LILA combines advanced AI models with proprietary AI Science Factory™ instruments into an operating system for science that executes the entire scientific method autonomously, accelerating discovery at unprecedented speed, scale, and impact across medicine, materials, and energy. Learn more at www.lila.ai.
Guided by our core values of truth, trust, curiosity, grit, and velocity, we move with startup speed while tackling problems of historic importance. If this sounds like an environment you'd love to work in, even if you don't meet every qualification listed above, we encourage you to apply.
We're All In
Lila Sciences is committed to equal employment opportunity regardless of race, color, ancestry, religion, sex, national origin, sexual orientation, age, citizenship, marital status, disability, gender identity or Veteran status.
Information you provide during your application process will be handled in accordance with our Candidate Privacy Policy.
A Note to Agencies
Lila Sciences does not accept unsolicited resumes from any source other than candidates.
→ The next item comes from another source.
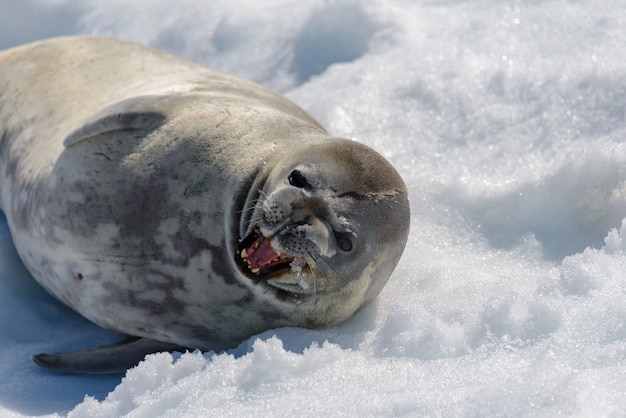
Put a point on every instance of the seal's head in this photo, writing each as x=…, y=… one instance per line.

The submission of unsolicited resumes by recruitment or staffing agencies to Lila Sciences or its employees is strictly prohibited unless contacted directly by Lila Science's internal Talent Acquisition team. Any resume submitted by an agency in the absence of a signed agreement will automatically become the property of Lila Sciences, and Lila Sciences will not owe any referral or other fees with respect thereto.